In contrast to the adverse ulcer-causing effects, several clinical trials and epidemiological and animal studies have clearly demonstrated that aspirin or NSAIDs actually decrease the risk and mortality of CRC and prevent colon adenoma formation (Dubois, 2009; Burn et al., 2011; Fischer et al., 2011; Cao et al., 2016). To acknowledge this supporting evidence, in 2016 the U.S. Preventive Services Task Force (USPSTF) recommended the use of aspirin to prevent CRC and cardiovascular disease for adults aged between 50 and 70 in the U.S. This recommendation distinguishes aspirin as the first pharmacologic agent to be endorsed by the USPSTF for chemoprevention of a cancer in a population not characterized as high risk (Cao et al., 2016; Chan and Ladabaum, 2016). In addition, notable chemopreventive clinical trials studied the use of aspirin for the prevention of adenomas and carcinomas in patients with Lynch syndrome (Burn et al., 2011) and the use of celecoxib for the reduction of sporadic colorectal adenoma (Dubois, 2009). To achieve significant chemoprevention while also reducing the adverse effects of GI ulcers, alternative approaches with either low doses of NSAIDs or in combination with other chemopreventive agents have been tried with little success (Fischer et al., 2011).

Soluble Epoxide Hydrolase

Epoxides are cyclic three atom rings which are highly reactive and are metabolized by epoxide hydrolases by adding water forming a diol group in a dihydroxylation reaction. The epoxide hydrolase family is comprised of numerous enzymes including: microsomal epoxide hydrolase (mEH), sEH, leukotriene A4 hydrolase, cholesterol 5,6-oxide hydrolase, and epoxide hydrolase 3 (Fretland and Omiecinski, 2000; Decker et al., 2012). The major epoxide hydrolase involved in EET metabolism is sEH, encoded by the EPHX-2 gene located on chromosome 8 (Larsson et al., 1995; Sandberg and Meijer, 1996). The 60-kDa sEH forms a homodimer with each monomer containing N-terminal domain lipid phosphatase activity with unknown physiologic significance, as well as a functionally independent C-terminal domain epoxide hydrolase activity (Argiriadi et al., 1999; Cronin et al., 2003; Newman et al., 2003).

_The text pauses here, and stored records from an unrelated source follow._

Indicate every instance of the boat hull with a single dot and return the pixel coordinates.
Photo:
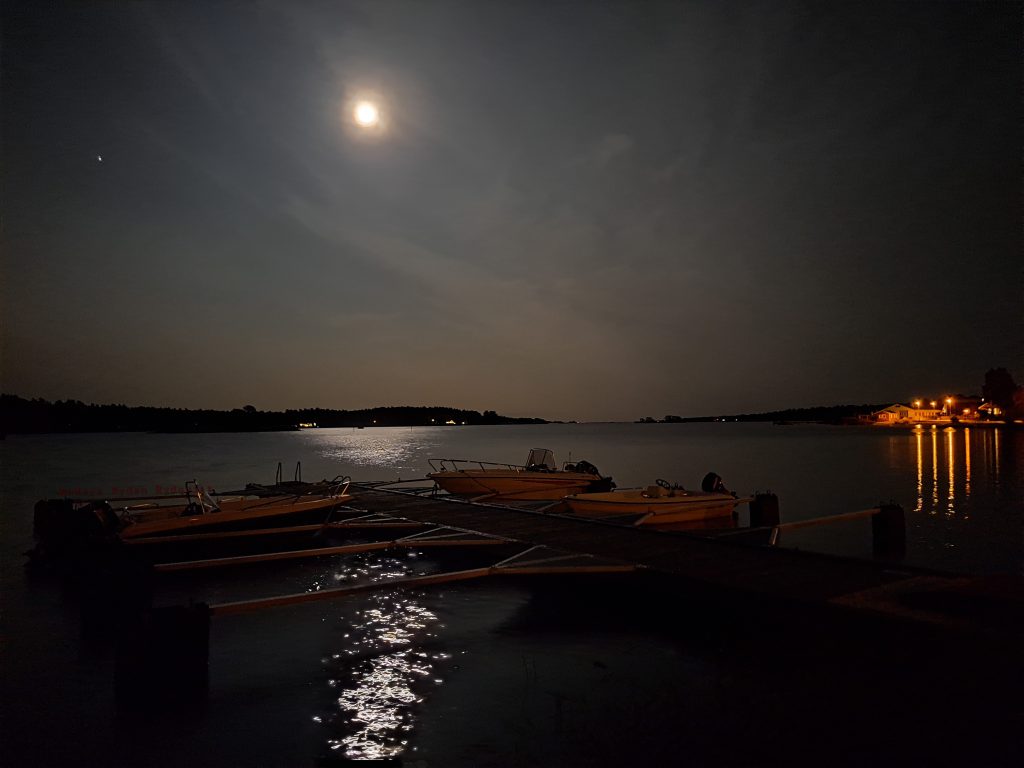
(680, 507)
(513, 484)
(235, 515)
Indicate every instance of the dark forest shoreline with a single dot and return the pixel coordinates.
(22, 416)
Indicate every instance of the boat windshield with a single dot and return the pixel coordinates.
(541, 459)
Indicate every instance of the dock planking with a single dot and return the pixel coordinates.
(875, 587)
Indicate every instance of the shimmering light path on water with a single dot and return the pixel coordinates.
(471, 674)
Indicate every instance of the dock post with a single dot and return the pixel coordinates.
(164, 663)
(889, 531)
(764, 511)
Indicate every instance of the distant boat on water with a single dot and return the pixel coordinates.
(539, 478)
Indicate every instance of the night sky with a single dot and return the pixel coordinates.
(592, 211)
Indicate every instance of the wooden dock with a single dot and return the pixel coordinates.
(991, 606)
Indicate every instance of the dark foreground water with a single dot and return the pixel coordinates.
(510, 672)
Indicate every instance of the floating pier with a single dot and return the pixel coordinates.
(867, 601)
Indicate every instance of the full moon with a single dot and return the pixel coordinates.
(367, 114)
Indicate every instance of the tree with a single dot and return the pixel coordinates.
(999, 388)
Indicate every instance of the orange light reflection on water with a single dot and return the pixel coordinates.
(957, 468)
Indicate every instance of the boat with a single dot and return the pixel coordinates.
(539, 478)
(658, 505)
(230, 513)
(64, 524)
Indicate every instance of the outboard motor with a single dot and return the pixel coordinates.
(60, 524)
(712, 483)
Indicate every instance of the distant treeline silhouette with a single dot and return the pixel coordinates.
(20, 416)
(827, 414)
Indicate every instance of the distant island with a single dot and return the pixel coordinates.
(22, 416)
(817, 414)
(1001, 401)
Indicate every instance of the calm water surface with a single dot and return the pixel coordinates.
(465, 675)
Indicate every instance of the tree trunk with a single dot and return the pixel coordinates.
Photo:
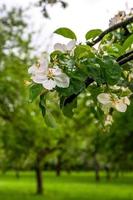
(39, 179)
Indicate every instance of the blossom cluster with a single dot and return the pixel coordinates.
(50, 77)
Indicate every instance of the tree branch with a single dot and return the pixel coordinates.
(126, 59)
(121, 61)
(124, 55)
(112, 28)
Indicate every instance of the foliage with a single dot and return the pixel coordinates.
(102, 70)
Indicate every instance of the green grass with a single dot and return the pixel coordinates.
(76, 186)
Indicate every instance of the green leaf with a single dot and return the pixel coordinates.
(93, 34)
(111, 70)
(75, 87)
(68, 108)
(66, 32)
(83, 51)
(50, 120)
(34, 91)
(127, 44)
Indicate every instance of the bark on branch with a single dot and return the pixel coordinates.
(112, 28)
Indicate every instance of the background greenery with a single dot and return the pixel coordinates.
(77, 144)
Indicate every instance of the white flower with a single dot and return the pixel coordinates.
(108, 120)
(65, 48)
(111, 100)
(48, 77)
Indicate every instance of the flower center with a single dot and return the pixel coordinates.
(50, 74)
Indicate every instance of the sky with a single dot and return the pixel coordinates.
(80, 16)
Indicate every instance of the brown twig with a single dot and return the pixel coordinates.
(112, 28)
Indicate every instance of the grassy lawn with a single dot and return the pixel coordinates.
(76, 186)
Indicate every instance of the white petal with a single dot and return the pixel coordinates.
(71, 45)
(39, 78)
(43, 64)
(32, 69)
(126, 100)
(62, 80)
(120, 106)
(56, 71)
(49, 84)
(60, 47)
(104, 98)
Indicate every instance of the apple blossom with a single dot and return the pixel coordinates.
(47, 76)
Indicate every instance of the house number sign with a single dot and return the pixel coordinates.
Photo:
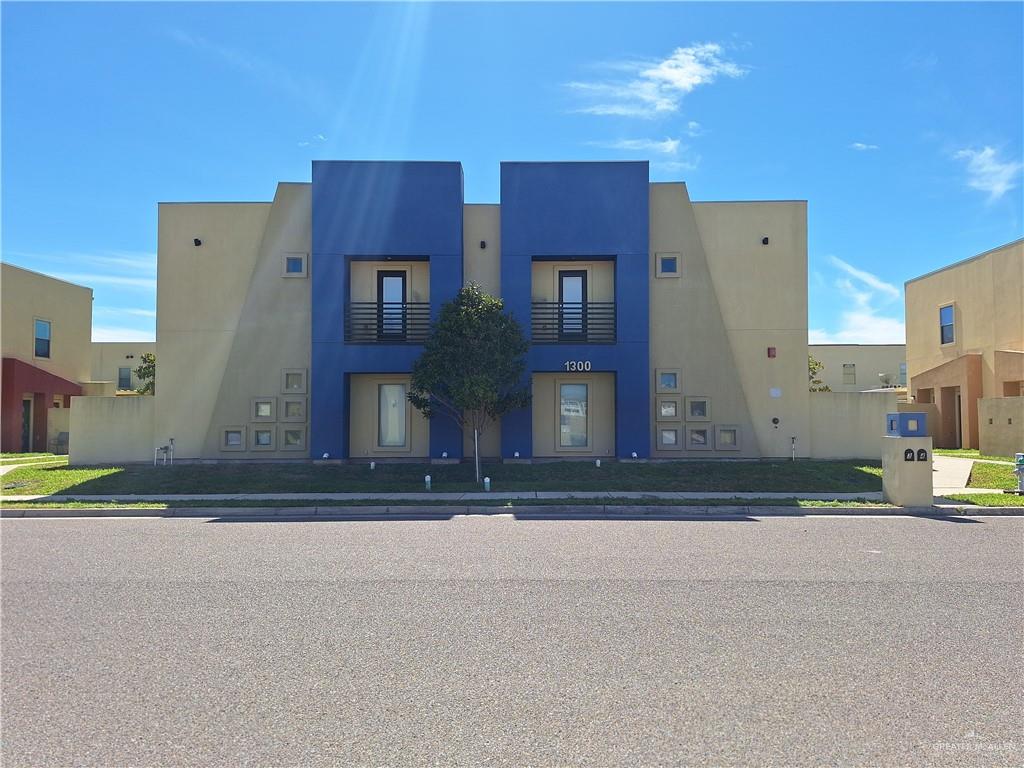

In the early 1990s, concerns about the potential adverse effects of a chronic loss of sEH have centered around the clearance of xenobiotics, particularly the potential loss of function to clear epoxide-containing carcinogens. These concerns have been well studied and demonstrated that these xenobiotics are not the substrates of sEH (Seidegard and Ekstrom, 1997; Fretland and Omiecinski, 2000; Morisseau and Hammock, 2005; Shimada, 2006; Morisseau and Hammock, 2007; Decker et al., 2009). Studies of evolution of the microsomal EH (mEH) and sEH show that although they have common origins, they diverge at the level of prokaryotes and their substrate selectivity is vastly different (Fretland and Omiecinski, 2000). mEH rapidly degrades carcinogenic epoxides on cyclic systems (e.g., aflatoxin epoxide and benzo[a]pyrene epoxide) (Shimada, 2006). To date, sEH has not been shown to metabolize a single carcinogenic epoxide and endogenous eicosanoids are identified as its only substrates (Seidegard and Ekstrom, 1997; Decker et al., 2009). sEH inhibitors have been cross-tested on the mEH, which show a much greater selectivity for sEH (Morisseau and Hammock, 2005; Morisseau and Hammock, 2007). Most importantly, the fatty epoxides stabilized through sEH inhibition display a strong anti-inflammatory action (Norwood et al., 2010).

sEH shows high tissue expression in liver, intestine, kidneys, brain, and vasculature, with lower expression in spleen, lung, and testes (VanRollins et al., 1993; Fang et al., 1995; Johansson et al., 1995; Yu et al., 2000). The subcellular localization is variable; however, sEH is mostly localized to the cytosol with peroxisomal involvement in hepatocytes and renal proximal tubule epithelial cells (Hollinshead and Meijer, 1988; Eriksson et al., 1991; Mullen et al., 1999; Enayetallah et al., 2006). The biological activity and significance of different cell types and different subcellular localization of sEH have not been fully elucidated.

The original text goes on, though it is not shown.